Il reste que cette solution pose problème car elle revient à faire juger la même question (quelles conséquences faut-il tirer de l'annulation d'un acte détachable ?) par deux juges distincts. Elle l'est d'autant plus que, si le juge de l'exécution peut enjoindre aux parties de saisir le juge du contrat afin qu'il en prononce l'annulation (le concept de nullité étant à bannir depuis l'intervention de l'arrêt "Commune de Béziers" du 28 décembre 2009), c'est au juge du contrat, et à lui seul, qu'appartient ce pouvoir. Et comme le Conseil d'Etat l'a relevé dans un arrêt du 9 avril 2010 (16), "il appartient, en principe, au juge du contrat d'apprécier, en fonction de la nature du vice ayant conduit à l'annulation de l'acte détachable du contrat et de son éventuelle régularisation, les conséquences de cette annulation sur la continuité ou la validité du contrat". Cependant, cet arrêt a, également, posé une limite importante au pouvoir d'appréciation du juge du contrat puisqu'il a considéré que, lorsque le juge de l'injonction décide d'utiliser l'intégralité de ses pouvoirs en ordonnant aux parties de saisir le juge du contrat d'une action en annulation, le juge du contrat est, alors, lié par l'appréciation portée avant lui par le juge de l'exécution. Dans cette hypothèse particulière, le juge du contrat n'est, alors, plus que le "juge du constat", selon la formule employée par M. Nicolas Boulouis dans ses conclusions (17).

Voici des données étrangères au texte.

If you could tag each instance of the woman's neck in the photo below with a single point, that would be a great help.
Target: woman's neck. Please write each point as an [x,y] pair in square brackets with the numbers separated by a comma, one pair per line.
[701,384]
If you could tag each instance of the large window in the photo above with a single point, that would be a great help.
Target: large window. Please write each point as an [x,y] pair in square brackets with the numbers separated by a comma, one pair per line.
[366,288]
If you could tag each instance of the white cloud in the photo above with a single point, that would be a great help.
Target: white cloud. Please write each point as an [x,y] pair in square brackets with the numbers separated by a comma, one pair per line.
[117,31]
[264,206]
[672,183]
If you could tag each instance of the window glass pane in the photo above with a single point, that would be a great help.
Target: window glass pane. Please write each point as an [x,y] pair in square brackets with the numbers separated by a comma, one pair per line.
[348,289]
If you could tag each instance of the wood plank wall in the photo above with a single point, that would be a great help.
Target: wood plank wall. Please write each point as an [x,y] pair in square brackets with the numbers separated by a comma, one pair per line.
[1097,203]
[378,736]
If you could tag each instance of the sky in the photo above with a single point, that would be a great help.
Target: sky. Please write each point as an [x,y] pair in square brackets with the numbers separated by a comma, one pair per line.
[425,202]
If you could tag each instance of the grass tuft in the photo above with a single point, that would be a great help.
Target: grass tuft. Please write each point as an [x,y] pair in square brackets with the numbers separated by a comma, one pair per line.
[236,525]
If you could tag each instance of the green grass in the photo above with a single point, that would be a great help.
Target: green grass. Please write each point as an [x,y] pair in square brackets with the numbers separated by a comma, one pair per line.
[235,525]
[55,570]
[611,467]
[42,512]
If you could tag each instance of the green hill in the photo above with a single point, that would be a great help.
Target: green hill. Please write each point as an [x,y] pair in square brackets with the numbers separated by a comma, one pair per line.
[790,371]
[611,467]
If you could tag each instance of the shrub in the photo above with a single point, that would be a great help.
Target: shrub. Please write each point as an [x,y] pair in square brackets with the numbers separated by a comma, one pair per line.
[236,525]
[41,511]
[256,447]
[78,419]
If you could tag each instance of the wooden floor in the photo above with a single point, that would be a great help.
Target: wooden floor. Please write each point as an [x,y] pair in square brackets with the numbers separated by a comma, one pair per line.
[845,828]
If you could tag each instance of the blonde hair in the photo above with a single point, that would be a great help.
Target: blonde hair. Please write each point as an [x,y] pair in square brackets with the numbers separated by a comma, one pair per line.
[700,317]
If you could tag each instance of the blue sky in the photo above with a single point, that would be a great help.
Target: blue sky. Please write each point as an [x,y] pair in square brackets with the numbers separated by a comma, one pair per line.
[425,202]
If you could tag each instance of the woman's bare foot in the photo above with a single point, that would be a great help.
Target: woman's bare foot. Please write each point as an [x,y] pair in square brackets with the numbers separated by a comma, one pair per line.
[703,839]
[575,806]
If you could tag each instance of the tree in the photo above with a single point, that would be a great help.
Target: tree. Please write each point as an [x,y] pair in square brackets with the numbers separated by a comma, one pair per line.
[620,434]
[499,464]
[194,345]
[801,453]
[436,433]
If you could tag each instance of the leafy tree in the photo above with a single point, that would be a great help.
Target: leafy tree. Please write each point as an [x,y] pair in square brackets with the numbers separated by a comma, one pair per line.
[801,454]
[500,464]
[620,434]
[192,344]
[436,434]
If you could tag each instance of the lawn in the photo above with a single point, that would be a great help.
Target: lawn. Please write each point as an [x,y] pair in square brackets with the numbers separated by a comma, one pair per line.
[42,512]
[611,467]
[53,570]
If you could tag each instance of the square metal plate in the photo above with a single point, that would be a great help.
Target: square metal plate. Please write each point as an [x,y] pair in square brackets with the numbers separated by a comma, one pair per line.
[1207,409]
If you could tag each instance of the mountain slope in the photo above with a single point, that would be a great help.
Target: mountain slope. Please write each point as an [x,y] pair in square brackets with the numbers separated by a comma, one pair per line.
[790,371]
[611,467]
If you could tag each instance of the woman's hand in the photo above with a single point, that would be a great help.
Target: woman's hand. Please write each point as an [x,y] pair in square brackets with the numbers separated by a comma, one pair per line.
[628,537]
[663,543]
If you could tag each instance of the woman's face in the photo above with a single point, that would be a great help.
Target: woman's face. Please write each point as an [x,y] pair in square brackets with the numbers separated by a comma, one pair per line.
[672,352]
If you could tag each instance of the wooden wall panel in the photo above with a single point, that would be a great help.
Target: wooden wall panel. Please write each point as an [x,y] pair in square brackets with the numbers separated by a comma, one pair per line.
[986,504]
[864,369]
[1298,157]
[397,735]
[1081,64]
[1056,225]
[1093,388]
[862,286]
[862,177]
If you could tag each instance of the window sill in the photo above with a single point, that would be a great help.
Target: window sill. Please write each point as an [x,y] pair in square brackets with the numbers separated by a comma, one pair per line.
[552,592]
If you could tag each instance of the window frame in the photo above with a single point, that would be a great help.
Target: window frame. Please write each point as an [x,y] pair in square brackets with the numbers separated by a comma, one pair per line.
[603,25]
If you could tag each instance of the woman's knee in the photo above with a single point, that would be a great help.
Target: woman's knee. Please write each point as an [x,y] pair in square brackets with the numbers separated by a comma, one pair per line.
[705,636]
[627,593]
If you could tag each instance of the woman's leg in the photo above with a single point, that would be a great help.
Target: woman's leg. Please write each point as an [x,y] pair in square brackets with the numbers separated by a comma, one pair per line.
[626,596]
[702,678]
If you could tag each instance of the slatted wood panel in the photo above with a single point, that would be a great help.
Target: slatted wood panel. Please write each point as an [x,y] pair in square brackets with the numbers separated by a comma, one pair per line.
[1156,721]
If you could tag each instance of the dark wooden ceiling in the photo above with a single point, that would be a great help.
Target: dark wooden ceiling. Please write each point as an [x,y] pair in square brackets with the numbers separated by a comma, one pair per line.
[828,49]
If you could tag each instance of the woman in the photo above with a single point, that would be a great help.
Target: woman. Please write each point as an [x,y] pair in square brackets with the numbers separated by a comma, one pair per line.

C'est précisément ce défaut que le Conseil d'Etat vient corriger dans les arrêts rendus le 21 février 2011. Le considérant de principe de l'arrêt rendu le 10 décembre 2003 (18) est, en effet, amendé afin de réaffirmer l'entier pouvoir d'appréciation du juge du contrat. Plus précisément, c'est un raisonnement en deux temps qui est consacré par la jurisprudence. Est réaffirmée, tout d'abord, la règle selon laquelle l'annulation d'un acte détachable d'un contrat n'implique pas nécessairement la "nullité" (19) dudit contrat. A cet égard, le juge de l'injonction conserve son rôle de filtre puisqu'il lui revient, après avoir pris en considération la nature de l'illégalité commise, soit de décider que la poursuite de l'exécution du contrat est possible, éventuellement sous réserve de mesures de régularisation prises par la personne publique ou convenues entre les parties, soit, après avoir vérifié que sa décision ne portera pas une atteinte excessive à l'intérêt général, d'enjoindre à la personne publique de résilier le contrat, le cas échéant avec un effet différé, soit, eu égard à une illégalité d'une particulière gravité, d'inviter les parties à résoudre leurs relations contractuelles. A ce stade, tout est donc mis en place afin que l'intervention du juge de l'exécution ne soit pas une intervention pour rien, mais, bien au contraire, une intervention destinée à ce que toutes les conséquences de l'annulation de l'acte détachable soient tirées sans qu'il soit nécessaire de s'adresser au juge du contrat. Ce n'est qu'à défaut d'entente sur cette résolution, et c'est là qu'intervient le deuxième temps du raisonnement qui constitue l'apport majeur des arrêts du 21 février 2011, que le juge de l'exécution pourra enjoindre aux parties de saisir le juge du contrat afin qu'il règle les modalités de la résolution s'il estime qu'elle peut être une solution appropriée. C'est donc in fine au juge du contrat que revient la mission de prononcer, ou non, la résolution du contrat.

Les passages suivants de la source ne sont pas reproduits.